QC and downstream analysis

eboileau commented 6 years ago

I open this thread to follow-up on minor issues related to the analysis scripts, when running the example dataset (see also #76 ).

~~1. When running create-rpbp-preprocessing-report, call to pdflatex initially fails.~~ I suggest to include graphics path files without extension, in this way the graphics package looks for a supported graphics format automatically. ~~2. Bars are missing in the read length distributions bar plots.~~ ~~3. With show-read-length-bfs, compilation fails.~~

For rep 1, we don't have enough reads to visualize (read length periodicity), unless we set --min-visualization-count very low, say 10. Next release should probably include the full working example with suggested values for parameters/options.

~~Not tested yet with option --create-fastqc-reports.~~

FIX bio_utils.plotting.plot_read_length_distribution, create_rpbp_preprocessing_report and visualize_metagene_profile_bayes_factor (minor changes to plotting options, typos, latex commands modified, redundant lines removed, etc.) The report should now be created no matter which option is selected. This will be added to the next release.

eboileau commented 6 years ago

When running create-rpbp-predictions-report:

The report contains misformatted figures (axes, etc.), in particular the ORF bar plots and length distributions.
With the --show-chisq option, it seems that fraction and reweighting_iterations are missing when calling get_riboseq_predicted_orfs, as a result files (names without the frac-smoothing_fraction.rw-smoothing_reweighting_iterations) are reported as missing.

eboileau commented 6 years ago

Re point 2 above: estimate-orf-bayes-factors returns everything as a BED12+ file with frac-smoothing_fraction.rw-smoothing_reweighting_iterations in the file name, whether we only want the chi square value or not (it will be included by default). However, none of the file names account for the differences between is_chisq_values = [True, False] when selecting the final prediction sets. As a results, all fine names contain the string frac-smoothing_fraction.rw-smoothing_reweighting_iterations. For the QC/analysis, and in particular in create_rpbp_predictions_report, this is problematic with --show-chisq, since this results in a mismatch in the file names. This is only a matter of naming convention, but for consistency should be changed throughout the code.

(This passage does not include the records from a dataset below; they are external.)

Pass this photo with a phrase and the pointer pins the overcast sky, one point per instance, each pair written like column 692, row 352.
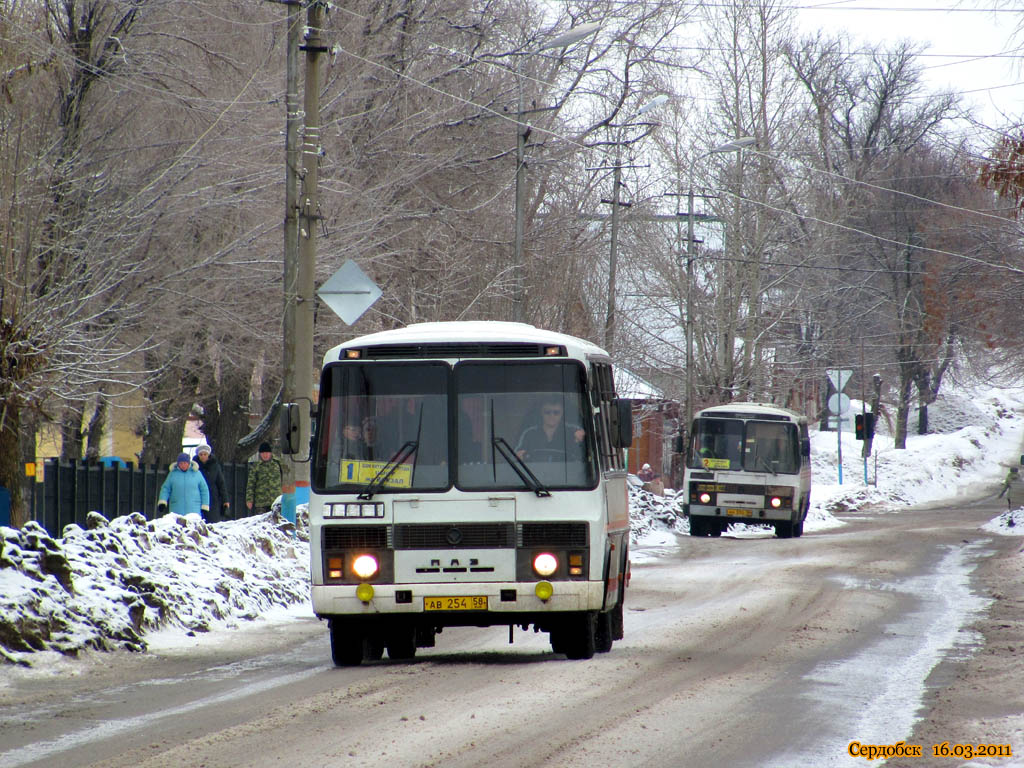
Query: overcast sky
column 973, row 48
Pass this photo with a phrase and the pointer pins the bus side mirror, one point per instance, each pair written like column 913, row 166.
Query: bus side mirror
column 622, row 423
column 290, row 428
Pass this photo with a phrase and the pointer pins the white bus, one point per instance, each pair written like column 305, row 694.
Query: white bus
column 748, row 462
column 468, row 474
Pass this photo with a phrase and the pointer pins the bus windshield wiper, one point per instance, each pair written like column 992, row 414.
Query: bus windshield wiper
column 520, row 467
column 388, row 469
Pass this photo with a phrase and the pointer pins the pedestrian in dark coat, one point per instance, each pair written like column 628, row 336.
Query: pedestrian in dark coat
column 265, row 479
column 214, row 476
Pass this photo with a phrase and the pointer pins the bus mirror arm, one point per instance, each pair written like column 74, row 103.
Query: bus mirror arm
column 623, row 423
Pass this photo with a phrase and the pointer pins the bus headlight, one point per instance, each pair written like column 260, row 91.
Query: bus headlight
column 365, row 566
column 545, row 564
column 365, row 592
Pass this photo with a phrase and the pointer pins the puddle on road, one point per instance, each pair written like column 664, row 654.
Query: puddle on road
column 875, row 696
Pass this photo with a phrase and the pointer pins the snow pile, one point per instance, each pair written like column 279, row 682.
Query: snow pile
column 653, row 518
column 982, row 435
column 107, row 587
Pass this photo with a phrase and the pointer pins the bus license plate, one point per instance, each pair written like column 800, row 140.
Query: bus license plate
column 462, row 602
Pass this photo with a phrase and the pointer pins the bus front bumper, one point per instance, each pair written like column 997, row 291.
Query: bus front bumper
column 752, row 515
column 503, row 599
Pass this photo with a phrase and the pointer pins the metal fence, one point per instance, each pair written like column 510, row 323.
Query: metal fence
column 70, row 491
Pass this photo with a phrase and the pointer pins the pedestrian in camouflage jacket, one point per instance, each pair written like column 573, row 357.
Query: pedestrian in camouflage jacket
column 265, row 479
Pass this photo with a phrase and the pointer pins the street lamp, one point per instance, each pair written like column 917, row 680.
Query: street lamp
column 522, row 131
column 734, row 145
column 616, row 171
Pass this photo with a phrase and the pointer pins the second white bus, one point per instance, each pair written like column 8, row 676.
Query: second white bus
column 750, row 463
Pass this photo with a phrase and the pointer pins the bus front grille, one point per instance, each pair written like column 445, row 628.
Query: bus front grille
column 567, row 535
column 354, row 537
column 455, row 536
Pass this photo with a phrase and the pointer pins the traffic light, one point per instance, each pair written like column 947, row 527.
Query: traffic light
column 863, row 426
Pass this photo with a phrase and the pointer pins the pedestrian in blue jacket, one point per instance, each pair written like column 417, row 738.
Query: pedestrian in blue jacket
column 184, row 491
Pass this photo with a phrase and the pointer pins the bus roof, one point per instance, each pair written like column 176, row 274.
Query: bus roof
column 469, row 332
column 750, row 411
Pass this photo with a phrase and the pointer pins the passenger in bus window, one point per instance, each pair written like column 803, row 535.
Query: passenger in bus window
column 552, row 439
column 352, row 445
column 372, row 446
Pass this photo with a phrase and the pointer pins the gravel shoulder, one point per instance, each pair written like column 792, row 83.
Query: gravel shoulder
column 980, row 700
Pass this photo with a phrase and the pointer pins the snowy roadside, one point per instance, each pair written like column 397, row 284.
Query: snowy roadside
column 132, row 584
column 116, row 584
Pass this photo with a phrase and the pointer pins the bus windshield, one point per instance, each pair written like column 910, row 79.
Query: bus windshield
column 516, row 425
column 372, row 415
column 522, row 416
column 752, row 445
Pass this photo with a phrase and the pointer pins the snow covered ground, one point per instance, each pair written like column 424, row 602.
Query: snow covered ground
column 134, row 584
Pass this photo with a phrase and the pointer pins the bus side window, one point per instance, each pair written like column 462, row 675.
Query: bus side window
column 603, row 397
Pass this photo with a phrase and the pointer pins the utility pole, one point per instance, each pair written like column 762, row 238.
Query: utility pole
column 609, row 320
column 301, row 218
column 292, row 117
column 309, row 219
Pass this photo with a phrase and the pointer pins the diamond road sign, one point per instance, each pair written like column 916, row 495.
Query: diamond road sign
column 839, row 377
column 349, row 292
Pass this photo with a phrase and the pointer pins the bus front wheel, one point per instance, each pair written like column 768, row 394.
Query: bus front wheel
column 348, row 646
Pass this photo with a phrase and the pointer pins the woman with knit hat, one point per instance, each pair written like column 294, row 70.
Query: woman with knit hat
column 214, row 476
column 184, row 492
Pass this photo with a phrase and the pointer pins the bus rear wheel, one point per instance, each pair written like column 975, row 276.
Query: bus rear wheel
column 401, row 643
column 577, row 636
column 604, row 632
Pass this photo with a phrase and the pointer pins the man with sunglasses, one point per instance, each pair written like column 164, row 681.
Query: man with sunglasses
column 552, row 439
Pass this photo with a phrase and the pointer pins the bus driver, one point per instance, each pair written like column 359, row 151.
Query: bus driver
column 552, row 439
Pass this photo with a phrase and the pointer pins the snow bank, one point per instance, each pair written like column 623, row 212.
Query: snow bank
column 105, row 587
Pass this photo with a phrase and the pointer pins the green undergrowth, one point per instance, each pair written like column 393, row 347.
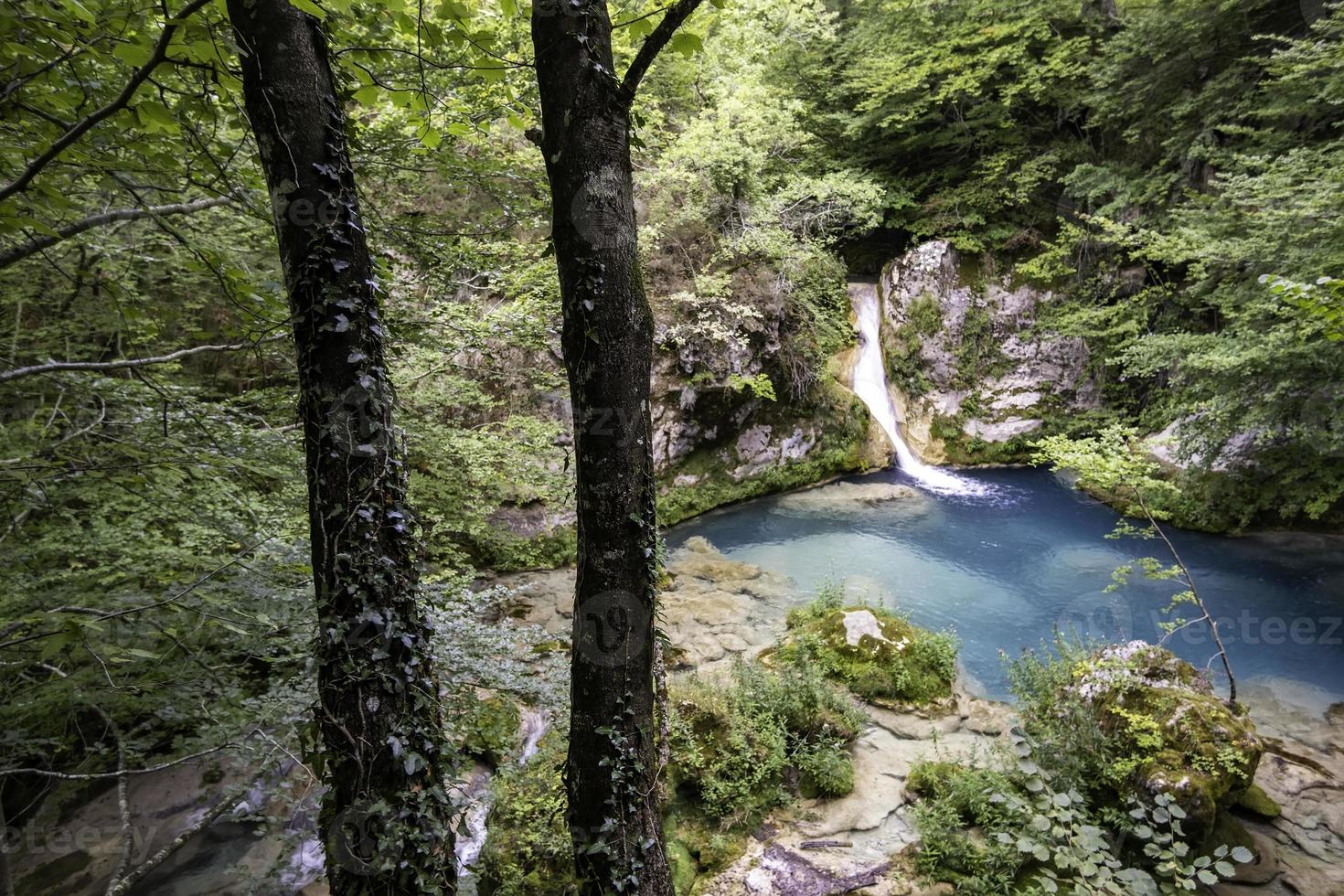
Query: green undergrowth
column 906, row 666
column 1117, row 781
column 740, row 747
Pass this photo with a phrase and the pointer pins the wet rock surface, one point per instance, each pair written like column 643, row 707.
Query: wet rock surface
column 1029, row 375
column 717, row 610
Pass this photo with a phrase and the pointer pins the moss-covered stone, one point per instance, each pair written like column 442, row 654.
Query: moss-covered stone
column 528, row 850
column 1167, row 731
column 706, row 478
column 878, row 655
column 1257, row 802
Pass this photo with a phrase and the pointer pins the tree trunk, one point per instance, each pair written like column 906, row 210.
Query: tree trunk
column 386, row 812
column 608, row 343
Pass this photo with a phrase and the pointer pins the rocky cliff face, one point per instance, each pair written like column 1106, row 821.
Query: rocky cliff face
column 975, row 372
column 723, row 438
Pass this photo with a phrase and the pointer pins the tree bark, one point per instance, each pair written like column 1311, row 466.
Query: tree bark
column 608, row 340
column 386, row 812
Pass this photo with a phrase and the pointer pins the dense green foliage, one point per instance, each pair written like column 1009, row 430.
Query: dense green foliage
column 900, row 666
column 737, row 750
column 1100, row 792
column 1171, row 169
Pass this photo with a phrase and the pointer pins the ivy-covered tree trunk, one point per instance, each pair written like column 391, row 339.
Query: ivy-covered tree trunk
column 608, row 341
column 386, row 812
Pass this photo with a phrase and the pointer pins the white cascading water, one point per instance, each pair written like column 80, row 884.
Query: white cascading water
column 869, row 384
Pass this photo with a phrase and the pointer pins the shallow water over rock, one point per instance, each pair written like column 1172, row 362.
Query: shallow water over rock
column 1003, row 572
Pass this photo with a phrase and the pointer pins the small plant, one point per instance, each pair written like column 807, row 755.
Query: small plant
column 891, row 661
column 1115, row 465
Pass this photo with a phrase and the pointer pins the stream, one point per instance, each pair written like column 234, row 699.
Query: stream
column 1006, row 557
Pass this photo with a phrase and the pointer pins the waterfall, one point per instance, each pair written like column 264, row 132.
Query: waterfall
column 869, row 384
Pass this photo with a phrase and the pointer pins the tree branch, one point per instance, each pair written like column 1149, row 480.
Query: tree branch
column 117, row 103
column 652, row 46
column 23, row 251
column 56, row 367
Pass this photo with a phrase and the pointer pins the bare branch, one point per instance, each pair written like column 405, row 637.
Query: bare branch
column 117, row 103
column 17, row 252
column 56, row 367
column 652, row 46
column 123, row 884
column 63, row 775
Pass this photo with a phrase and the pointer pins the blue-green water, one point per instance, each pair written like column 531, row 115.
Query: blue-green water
column 1003, row 571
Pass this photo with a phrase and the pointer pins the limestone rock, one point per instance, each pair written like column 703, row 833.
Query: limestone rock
column 1031, row 375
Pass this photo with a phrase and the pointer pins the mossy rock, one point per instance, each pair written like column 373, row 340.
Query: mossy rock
column 528, row 850
column 878, row 655
column 488, row 727
column 683, row 865
column 1257, row 802
column 1168, row 731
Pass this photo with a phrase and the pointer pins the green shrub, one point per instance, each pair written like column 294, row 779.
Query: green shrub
column 735, row 747
column 528, row 850
column 906, row 666
column 486, row 729
column 1123, row 767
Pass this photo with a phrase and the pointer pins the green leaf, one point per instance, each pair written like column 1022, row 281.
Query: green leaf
column 134, row 54
column 687, row 43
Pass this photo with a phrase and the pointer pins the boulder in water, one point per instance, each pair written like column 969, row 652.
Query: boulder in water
column 1168, row 731
column 880, row 656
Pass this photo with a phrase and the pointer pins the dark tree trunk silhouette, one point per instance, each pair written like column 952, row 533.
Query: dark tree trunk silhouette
column 386, row 812
column 608, row 340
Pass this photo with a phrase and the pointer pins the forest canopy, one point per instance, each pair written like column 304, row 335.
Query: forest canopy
column 1172, row 171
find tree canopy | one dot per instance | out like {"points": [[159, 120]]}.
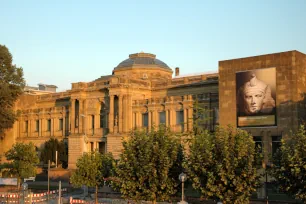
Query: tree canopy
{"points": [[92, 169], [147, 169], [50, 147], [289, 165], [11, 86], [222, 165], [22, 160]]}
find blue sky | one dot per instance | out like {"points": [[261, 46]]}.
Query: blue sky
{"points": [[60, 42]]}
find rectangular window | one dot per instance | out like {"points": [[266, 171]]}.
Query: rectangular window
{"points": [[145, 121], [276, 143], [92, 122], [179, 117], [61, 123], [49, 125], [26, 126], [258, 143], [91, 146], [37, 126], [162, 117]]}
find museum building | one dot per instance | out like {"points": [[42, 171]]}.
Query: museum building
{"points": [[262, 94]]}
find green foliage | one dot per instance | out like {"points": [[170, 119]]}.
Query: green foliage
{"points": [[23, 160], [289, 165], [221, 165], [201, 117], [48, 152], [11, 86], [92, 169], [148, 169]]}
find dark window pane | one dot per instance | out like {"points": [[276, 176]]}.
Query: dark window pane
{"points": [[162, 117], [145, 122], [179, 117], [37, 126], [276, 143], [49, 125], [258, 143], [61, 124]]}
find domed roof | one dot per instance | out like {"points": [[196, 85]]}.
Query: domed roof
{"points": [[142, 59]]}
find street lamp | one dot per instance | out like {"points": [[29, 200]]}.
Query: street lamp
{"points": [[24, 188], [267, 167], [182, 178], [85, 136]]}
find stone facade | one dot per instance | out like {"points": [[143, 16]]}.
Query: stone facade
{"points": [[290, 92], [140, 93]]}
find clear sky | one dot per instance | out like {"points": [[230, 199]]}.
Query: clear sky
{"points": [[60, 42]]}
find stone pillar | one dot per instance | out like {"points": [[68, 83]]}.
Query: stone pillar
{"points": [[156, 119], [167, 117], [125, 120], [41, 127], [185, 119], [149, 120], [120, 115], [72, 116], [130, 111], [138, 119], [111, 114], [81, 118], [190, 119]]}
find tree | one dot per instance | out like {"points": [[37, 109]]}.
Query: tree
{"points": [[146, 163], [22, 160], [11, 86], [48, 152], [222, 165], [289, 165], [92, 170]]}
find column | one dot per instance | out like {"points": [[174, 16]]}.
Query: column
{"points": [[125, 119], [190, 119], [52, 131], [120, 116], [156, 119], [64, 122], [72, 116], [167, 117], [81, 118], [41, 128], [185, 119], [111, 114], [129, 112], [149, 120], [138, 119], [30, 127], [173, 119]]}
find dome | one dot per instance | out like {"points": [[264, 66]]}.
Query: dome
{"points": [[142, 58]]}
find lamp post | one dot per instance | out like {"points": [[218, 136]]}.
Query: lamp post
{"points": [[85, 136], [182, 178], [24, 188], [266, 167]]}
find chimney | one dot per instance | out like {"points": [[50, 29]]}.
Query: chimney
{"points": [[177, 71]]}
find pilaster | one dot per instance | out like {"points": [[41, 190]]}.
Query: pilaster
{"points": [[111, 114]]}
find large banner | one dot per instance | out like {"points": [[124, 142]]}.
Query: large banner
{"points": [[256, 95]]}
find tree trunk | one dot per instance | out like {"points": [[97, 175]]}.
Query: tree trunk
{"points": [[96, 197]]}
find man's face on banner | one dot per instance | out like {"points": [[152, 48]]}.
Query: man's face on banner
{"points": [[253, 101]]}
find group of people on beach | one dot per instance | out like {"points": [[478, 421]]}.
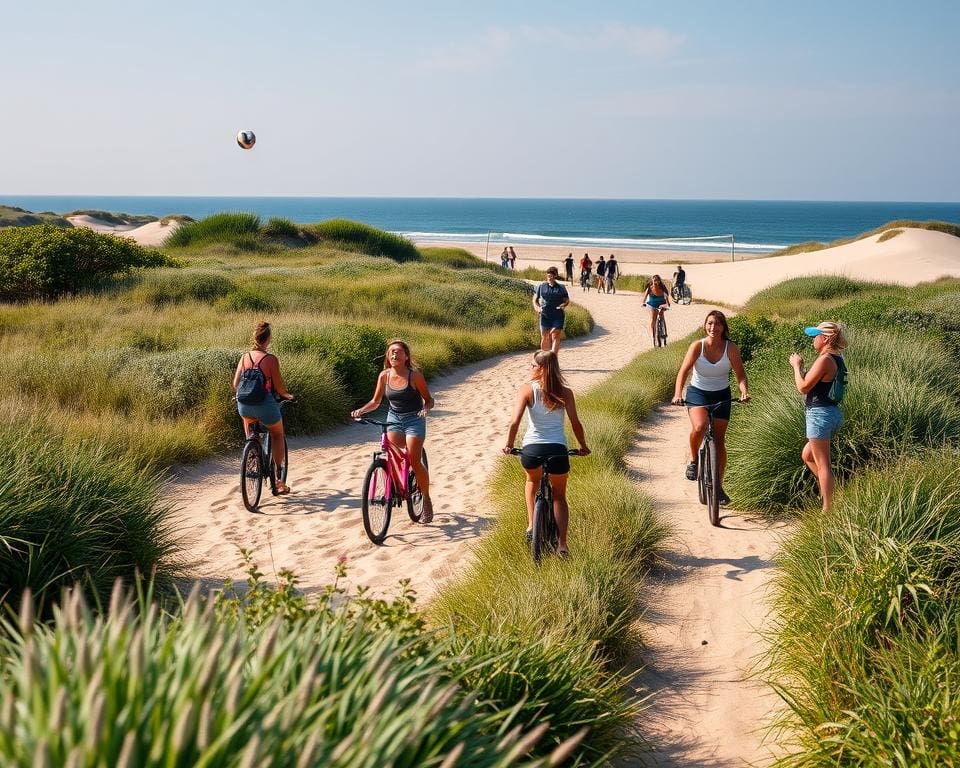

bmmalone commented 6 years ago

Hi Etienne,

Just to clarify a bit here...

chisq stuff: in the paper, we show the the Bayes factor-based approach is essentially always better than the chi-square test-based approach. Since including those figures doubles the size of the reports (and since they aren't especially informative), I just quit using them. It is entirely possible that some those filenames are not consistent any more.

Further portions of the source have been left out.